Main page # Final Project (NeRF) ## Description The main goal of this project was to implement a NeRF model from scratch. First part of the project was to implement a simple NeRF model for 2D images. Second part was to implement a NeRF model for 3D images. ## Part 1: Fit a Neural Field to a 2D Image I used the suggested MLP architecture for the NeRF model. I also implemented the positional encoding exactly as suggested in instructions with L=10. One unique part of my solution is instead of sampling image pixels randomly, I created a full pytorch dataset with all the pixels in the image. This way I was able to use PyTorch's DataLoader (with shuffle=True) to create batches of data for training and would also be guaranteed to have iterated over all the pixels in the image. Instead of running the training loop for fixed number of iterations, I ran over the whole dataset for a fixed number of epochs. I calculated the number of epochs by dividing the number of wanted iterations by the number of batches in the dataset. Here are the results that I got for the fox image after training for 1000 iterations with L=10, LR=1e-3, 1000 iterations: Original image: PSNR graph: Samples across training (1, 1000 / 16, 1000 / 8, 1000 / 4, 1000 / 2, 1000 iterations): Video of the progress: I achieved clean results with a high PSNR score with the suggested hyperparameters. I also tested different 1e-2 and 1e4 learning rates but they didn't have any visible effect on the results and PSNR score.

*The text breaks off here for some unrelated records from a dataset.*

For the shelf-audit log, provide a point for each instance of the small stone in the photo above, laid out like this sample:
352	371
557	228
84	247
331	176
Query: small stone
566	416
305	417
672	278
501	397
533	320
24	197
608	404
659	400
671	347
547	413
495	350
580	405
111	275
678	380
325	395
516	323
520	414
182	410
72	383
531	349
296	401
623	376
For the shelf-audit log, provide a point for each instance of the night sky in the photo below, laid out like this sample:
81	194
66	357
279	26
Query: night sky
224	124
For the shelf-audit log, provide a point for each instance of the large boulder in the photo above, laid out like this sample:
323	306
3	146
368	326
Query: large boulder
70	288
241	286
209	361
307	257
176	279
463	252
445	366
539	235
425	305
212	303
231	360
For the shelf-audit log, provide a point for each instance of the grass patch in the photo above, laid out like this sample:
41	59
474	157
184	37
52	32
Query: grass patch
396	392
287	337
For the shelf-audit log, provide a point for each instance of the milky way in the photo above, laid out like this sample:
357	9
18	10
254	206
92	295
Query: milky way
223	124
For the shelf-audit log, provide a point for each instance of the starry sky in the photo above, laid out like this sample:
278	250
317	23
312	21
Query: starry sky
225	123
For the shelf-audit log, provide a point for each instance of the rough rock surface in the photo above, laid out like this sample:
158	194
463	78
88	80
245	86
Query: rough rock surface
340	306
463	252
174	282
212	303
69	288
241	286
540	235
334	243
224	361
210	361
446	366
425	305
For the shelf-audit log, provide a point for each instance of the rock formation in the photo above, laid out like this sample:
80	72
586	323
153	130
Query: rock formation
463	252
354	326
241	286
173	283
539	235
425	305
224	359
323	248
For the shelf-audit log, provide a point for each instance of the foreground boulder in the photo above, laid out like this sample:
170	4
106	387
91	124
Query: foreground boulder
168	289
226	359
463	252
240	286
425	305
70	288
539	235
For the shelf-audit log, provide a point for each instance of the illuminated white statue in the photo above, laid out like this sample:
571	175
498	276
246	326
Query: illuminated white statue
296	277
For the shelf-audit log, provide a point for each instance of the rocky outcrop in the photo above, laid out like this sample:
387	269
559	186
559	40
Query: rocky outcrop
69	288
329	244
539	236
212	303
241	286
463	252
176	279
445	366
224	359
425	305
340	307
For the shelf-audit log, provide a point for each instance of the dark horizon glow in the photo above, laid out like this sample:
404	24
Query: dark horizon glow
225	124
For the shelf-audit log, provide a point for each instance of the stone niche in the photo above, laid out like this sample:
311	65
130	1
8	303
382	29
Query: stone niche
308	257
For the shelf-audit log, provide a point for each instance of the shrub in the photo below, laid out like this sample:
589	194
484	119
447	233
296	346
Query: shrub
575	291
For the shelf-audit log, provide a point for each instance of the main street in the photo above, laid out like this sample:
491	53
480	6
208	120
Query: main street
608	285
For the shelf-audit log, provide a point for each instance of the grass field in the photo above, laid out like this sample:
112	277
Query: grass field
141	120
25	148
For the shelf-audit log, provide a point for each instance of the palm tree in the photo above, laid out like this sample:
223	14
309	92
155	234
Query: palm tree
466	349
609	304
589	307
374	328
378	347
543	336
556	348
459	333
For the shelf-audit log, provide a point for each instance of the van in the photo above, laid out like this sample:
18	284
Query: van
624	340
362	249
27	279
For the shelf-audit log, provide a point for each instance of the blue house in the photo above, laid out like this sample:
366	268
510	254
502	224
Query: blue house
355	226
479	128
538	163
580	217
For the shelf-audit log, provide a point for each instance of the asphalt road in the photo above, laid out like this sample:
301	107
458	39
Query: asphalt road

I also trained the model on a custom image. I used LR = 1e-3, L=15 and 2000 iterations as the image is more detailed and has more features. PSNR graph: Samples across training (2000 / 16, 2000 / 8, 2000 / 4, 2000 / 2, 2000 iterations): The PSNR graph increased slower for the custom image, I think this is because the image is more detailed and it's harder to fit the model to it.
For hyperparameter tuning in addition to trying different learning rates from 1e-2 to 1e-4 (which didn't have meaningful effect on the results), I also tried different L values. Here are the results of custom image NeRF training for L=5, L=10, L=15. PSNR graphs:
Final generated images:
As you can see, L=5 has clearly worse final result and plateus at a lower PSNR score (although having faster growth in the beginning). This suggests that L=5 is too low and the model is not able to capture enough details. L=10 actually has better PSNR score although its results are similar to L=15. This shows that L=10 is enough to capture the details of the image, while L=15 makes training slower and doesn't improve the results.
## Part 2: Fit a Neural Radiance Field from Multi-view Images For **parts 2.1 - 2.2** of the assignment, I implemented transformation and sampling functions closely following the instructions. I wrote lots of tests with random inputs to make sure that the functions are working correctly. For ray sampling, I followed the global sampling approach. For **part 2.3** I decided to avoid creating a dataloader since it wasn't clear how to organize random sampling of pixels with PyTorch classes. And the benefits of putting functions into a class were also not clear, so I ended up using global functions for data sampling. But I still was able to use my functions with given viser code snippets to produce 3D illustrations of camera positions and sampled rays. 100 rays sampled globally with 64 samples per ray with perturbation: 100 rays sampled from one camera (first training image): Viper was a great tool to use and it helped me a ton with debugging my sampling code. I first implemented ray sampling with another approach of first choosing images and then sampling rays from them. Viper helped me see bugs in my implementation and I decided to switch to global sampling approach, which I then also debugged with Viper. Here is an extra illustration of sampling 100 rays and points for 10 times to make sure the whole scene is well represented by sampled points.
For **part 2.4** I implemented the NeRF model closely following the suggested architecture. For **part 2.5** I implemented volumetric rendering exactly as suggested in instructions. I used `torch.cumprod` in my implementation. The provided code tests were helpful to make sure that the rendering is working correctly.
To train the model, I used the suggested hyperparameter values: batch_size=10000 learning_rate=5e-4 I have trained the model for 2000 iterations, here is the results that I got. I used all 10 images for validation, not just 6. PSNR graphs (training, validation):
Here are images generated by the model at different iterations (camera of the first training image):
iteration 10
iteration 50
iteration 100
iteration 150
iteration 200
iteration 500
iteration 800
iteration 1800
Here is the final spherical rendering of the lego video using the provided test cameras extrinsics:
For the Bells and Whistles, I updated the volrend function to have custom pink background in the scene. The change was very simple, I just added a pink color multiplied by the last value of transmittance. Here's the same rendering video with pink background:
NeRF2D was unexpectedly easy. Debugging NeRF3D was very bitter.